I cannot leave this post without thanking Renee Emiko Brock-Richmond, who taught the class, for her gracious and generous spirit. Check out her website.

Now What?

I had one of those dreams this morning—the kind you have after you wake and think your day is starting, but then you fall back to sleep.

I encountered a young deer, a buck, on a trail. I tried to let him pass, stood very still, but he reared back and placed his front legs against me. I tried to make myself seem even more still. He placed his cool, black nose against mine. I realized he wasn’t threatening me or threatened by me.

I woke with a vivid memory of the deer.

So I did what I do when I have interesting encounters with animals, I looked up its meaning in the Animal-Wise Tarot book. Mythologies are ripe, it says, with tales of heroes being lured into new, transforming adventures by chasing the deer. Lured from civilization back into the wilderness by the hunt.

The new “normal” is setting in for Tom and me. Tessa Dog continues to be an absence that is a presence. But her absence is part of the new normal as we prepare for his next course of treatment—radiation.

Radiation disrupts both cancer cells and healthy cells. Cancer cells, the invaders, are not as good at repairing themselves as are healthy cells, the legitimate residents in our bodies. Antioxidants are good for us because they help repair our cells—but apparently help cancer cells as well. And so antioxidants aren’t recommended during the 9 weeks of radiation therapy.

Whatever that means. Antioxidants are part of the food we eat as well as supplements like vitamins C, D, and E. Are all antioxidants created equal?

Though I appreciate the radiation oncologist’s knowledge about the physics of radiation, he wasn’t really very helpful when it came to information about antioxidants. He also didn’t seem interested in learning anything about them. I was left with the feeling that we are at the mercy of cancer and radiation—neither of which is known for merciful behavior.

This is a limitation to the science of medicine. I highly respect the science, but the art needs to come in as well. That means engaging the patient. I’m sure we will find a way to work through this, as Tom is working with a naturopath as well.

So maybe that is the wilderness we are being lured into—a forced engagement with ourselves—each in our own way. A deep plunge into life, what it means to us, and our agency over our own lives.

The wilderness for me, the fears it evokes, are of having my head chopped off if I rise above. Or being the nail that gets banged down because it sticks up. Or being a flower that is taller than the others.

Being that which makes me one of a kind.

In my heart of hearts, I believe that we are all one of a kind, creating the story that comes out of our experience of life. The joys and the sorrows. The triumphs and the failures. The loves and the losses.

Compassion for being human is at the core of it. Especially compassion for ourselves.

We are reaching the two-year anniversary of moving to the Northwest. I often think I’m still in California because we are still on the left coast. But it has been a significant change. One sees evidence up here, for example, of the original inhabitants. Tribal centers. Towns with native names. Totem poles carved for civic centers.

There is a feral quality that transcends here.

I’m not even sure where I’m going with this except to come back to my title: Now what?

Tom has said that he thinks cancer is outnumbered. I think that’s true. But as much a part of this that I am, when it comes down to it, this is Tom’s battle to wage. I am on the sidelines.

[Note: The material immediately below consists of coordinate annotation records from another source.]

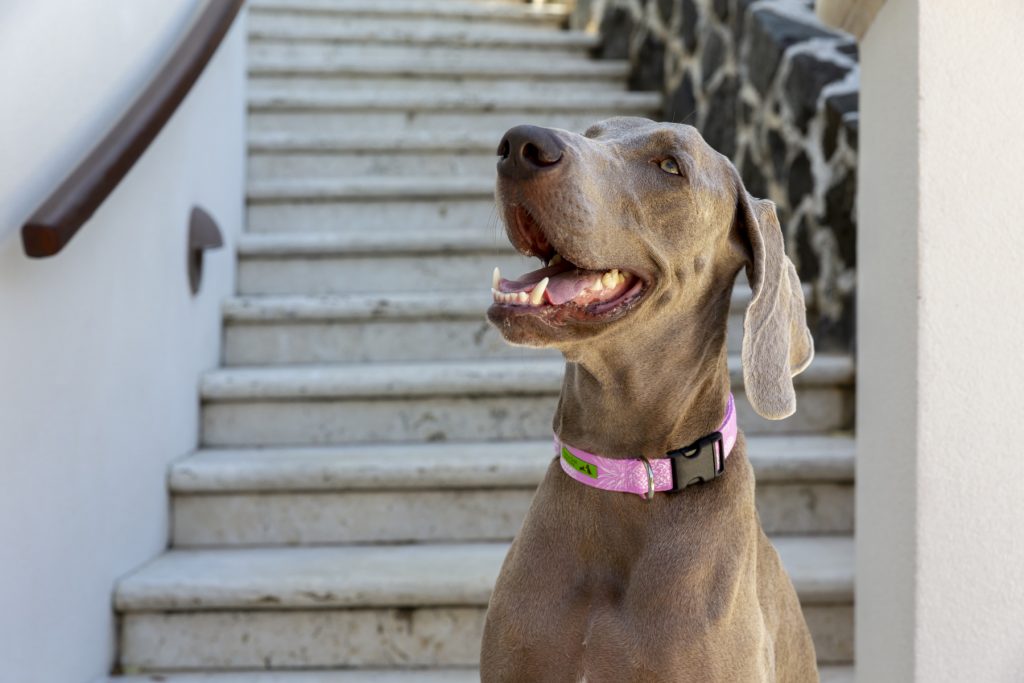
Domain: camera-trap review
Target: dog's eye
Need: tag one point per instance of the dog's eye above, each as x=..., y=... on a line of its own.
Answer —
x=670, y=165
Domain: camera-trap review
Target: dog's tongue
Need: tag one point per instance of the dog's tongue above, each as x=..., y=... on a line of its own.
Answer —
x=565, y=282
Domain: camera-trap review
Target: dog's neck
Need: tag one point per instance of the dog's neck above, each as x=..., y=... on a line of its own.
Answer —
x=663, y=390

I feel like that candle in the wind Elton John wrote of.

I’ve been searching for my armor, my protection from the fears evoked in my wilderness. I think the deer in my dream was telling me that armor isn’t the answer. Protection isn’t the answer.

Valuing my experience of life is.

It occurred to me recently that no one has the right to survive. We are all at the mercy of life’s randomness. We can be in the wrong place at the wrong time, or the right place. Over that we have little, if any control.

But we do have a right to our life, to embrace its story, to dive into the experience of it.

So, I guess the answer to my title, “Now What?”, is to follow the deer into the wilderness and see where he leads me.